Bang the drum slowly, friends, because the cowboy hat and its cousin, the farmer’s straw hat, are vanishing from the Plains. Just as folks in the rest of the world have discovered cowboy hats as Texas chic, the real thing has been relegated to weddings, funerals, and VFW dances. The rest of the time, the basic Texas head will likely be topped off with a new headdress, whose first advantage is that it probably arrived free of charge. It is also cooler (and warmer), stays put in the wind, staves off tractor rollovers, and does just about everything better than the classic hats, except hold water. It doesn’t, alas, look better, but who’s to argue with what the people want? Ladies and gentlemen, I give you the gimme cap.

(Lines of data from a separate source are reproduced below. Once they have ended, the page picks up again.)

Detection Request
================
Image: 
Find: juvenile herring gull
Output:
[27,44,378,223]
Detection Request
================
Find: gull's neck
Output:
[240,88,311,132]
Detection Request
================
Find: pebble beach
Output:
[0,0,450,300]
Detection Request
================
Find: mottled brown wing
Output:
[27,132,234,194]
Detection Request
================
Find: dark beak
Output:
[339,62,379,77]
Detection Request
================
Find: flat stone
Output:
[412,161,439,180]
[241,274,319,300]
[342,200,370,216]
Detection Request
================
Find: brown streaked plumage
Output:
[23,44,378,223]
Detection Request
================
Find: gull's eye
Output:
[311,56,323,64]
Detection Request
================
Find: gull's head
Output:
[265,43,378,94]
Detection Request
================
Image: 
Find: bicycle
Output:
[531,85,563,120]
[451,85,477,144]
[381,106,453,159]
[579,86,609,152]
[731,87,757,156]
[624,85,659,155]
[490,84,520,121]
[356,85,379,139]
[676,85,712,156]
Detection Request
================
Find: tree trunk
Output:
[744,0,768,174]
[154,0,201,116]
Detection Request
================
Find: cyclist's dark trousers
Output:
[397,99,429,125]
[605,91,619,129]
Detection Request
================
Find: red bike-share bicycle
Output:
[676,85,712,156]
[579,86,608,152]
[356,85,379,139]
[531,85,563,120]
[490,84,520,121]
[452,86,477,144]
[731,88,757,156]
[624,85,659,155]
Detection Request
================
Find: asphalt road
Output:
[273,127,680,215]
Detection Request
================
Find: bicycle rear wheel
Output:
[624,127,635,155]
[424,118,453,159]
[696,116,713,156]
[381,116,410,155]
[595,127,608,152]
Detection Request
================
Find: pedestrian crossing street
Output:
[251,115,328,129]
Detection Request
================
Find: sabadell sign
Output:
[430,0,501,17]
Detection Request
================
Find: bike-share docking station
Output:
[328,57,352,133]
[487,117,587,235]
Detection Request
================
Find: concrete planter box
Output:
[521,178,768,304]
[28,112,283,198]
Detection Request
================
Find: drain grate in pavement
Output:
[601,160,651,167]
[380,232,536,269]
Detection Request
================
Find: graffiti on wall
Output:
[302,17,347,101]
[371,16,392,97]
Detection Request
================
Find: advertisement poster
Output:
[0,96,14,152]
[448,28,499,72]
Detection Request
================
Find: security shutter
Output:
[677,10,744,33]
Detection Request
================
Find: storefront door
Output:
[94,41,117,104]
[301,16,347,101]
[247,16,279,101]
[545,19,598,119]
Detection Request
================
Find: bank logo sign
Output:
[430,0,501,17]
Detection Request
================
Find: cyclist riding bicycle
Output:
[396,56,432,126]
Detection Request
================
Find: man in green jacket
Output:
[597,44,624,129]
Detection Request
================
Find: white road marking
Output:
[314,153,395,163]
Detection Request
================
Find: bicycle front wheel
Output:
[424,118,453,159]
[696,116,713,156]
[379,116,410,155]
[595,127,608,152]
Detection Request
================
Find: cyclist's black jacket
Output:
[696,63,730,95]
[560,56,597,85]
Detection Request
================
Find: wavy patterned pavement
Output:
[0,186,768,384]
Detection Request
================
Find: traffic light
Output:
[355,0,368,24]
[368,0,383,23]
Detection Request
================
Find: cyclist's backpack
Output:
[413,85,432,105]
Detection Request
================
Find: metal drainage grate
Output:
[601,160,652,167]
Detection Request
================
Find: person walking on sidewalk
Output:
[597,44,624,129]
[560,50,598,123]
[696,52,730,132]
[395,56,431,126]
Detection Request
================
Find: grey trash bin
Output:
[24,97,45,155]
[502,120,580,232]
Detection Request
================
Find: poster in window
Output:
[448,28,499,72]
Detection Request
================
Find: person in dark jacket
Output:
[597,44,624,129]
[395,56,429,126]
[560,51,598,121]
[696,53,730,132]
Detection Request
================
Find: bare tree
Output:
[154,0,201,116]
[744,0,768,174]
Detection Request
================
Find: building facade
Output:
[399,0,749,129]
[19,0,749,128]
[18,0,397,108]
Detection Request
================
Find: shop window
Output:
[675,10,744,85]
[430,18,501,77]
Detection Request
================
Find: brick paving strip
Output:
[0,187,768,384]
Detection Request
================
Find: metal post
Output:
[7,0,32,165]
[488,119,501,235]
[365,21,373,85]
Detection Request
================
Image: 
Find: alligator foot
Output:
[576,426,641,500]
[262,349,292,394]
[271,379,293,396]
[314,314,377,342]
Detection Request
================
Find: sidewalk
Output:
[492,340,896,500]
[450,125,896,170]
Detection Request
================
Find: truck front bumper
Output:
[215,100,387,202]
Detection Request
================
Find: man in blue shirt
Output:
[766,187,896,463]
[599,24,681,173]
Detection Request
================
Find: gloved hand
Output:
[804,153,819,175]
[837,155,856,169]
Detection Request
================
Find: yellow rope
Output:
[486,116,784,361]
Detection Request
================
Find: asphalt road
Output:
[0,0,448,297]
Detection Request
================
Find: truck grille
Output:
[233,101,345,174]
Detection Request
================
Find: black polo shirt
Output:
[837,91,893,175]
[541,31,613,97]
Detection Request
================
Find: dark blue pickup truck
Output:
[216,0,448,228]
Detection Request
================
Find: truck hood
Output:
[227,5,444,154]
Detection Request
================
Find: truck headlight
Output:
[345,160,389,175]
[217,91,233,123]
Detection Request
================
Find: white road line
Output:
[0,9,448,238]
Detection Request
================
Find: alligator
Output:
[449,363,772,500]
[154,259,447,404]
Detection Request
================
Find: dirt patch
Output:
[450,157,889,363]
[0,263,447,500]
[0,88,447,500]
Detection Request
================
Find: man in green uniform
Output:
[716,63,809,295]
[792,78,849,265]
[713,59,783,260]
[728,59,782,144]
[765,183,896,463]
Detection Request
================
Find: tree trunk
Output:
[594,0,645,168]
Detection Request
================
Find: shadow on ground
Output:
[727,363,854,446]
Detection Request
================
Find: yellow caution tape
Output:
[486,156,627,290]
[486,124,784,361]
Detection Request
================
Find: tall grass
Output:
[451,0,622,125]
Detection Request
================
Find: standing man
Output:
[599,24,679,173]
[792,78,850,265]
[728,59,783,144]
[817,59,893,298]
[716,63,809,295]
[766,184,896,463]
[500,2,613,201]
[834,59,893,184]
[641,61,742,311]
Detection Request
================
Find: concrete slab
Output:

As in, “Gimme one of them caps,” a request honored many times a day by agricultural implement salesmen, seed dealers, beer distributors, sponsors of golf tournaments, anyone interested in promoting a product or an event by having their message carried atop a good old boy’s head during the working day. In the last six years these caps have become the rural equivalent of the urban T-shirt as billboard. Most popular are Caterpillar and John Deere; the most prized are DeKalb Seeds and Bow Waw Dog Food.

Athletes, politicians, criminals, writers, and folksingers will wear anything, but some people will never put on a Gimme Cap. Probably Pope John Paul 1 will not wear a DeKalb Seeds cap while blessing crowds in St. Peter’s Swuare. Members of the New York Philharmonic, Cary Grant, Mr. Peanut, Henry Kissinger, and Averell Harriman will likely never favor the Gimmes. Whole towns seem to wear them (Abilene) and others (New York City) sport not a one. As usual, the Big Apple is the last to know. But I predict that someday even they will come around. Like Western boots, Gimme Caps will be seen everywhere. There will be Gimmes for Studio 54 and Elaine’s and Lehman Brothers, and perhaps we’ll spot Baryshnikov in mid-leap wearing a New York City Ballet Gimme Cap. But by then, of course, the real foldks will be wearing something else.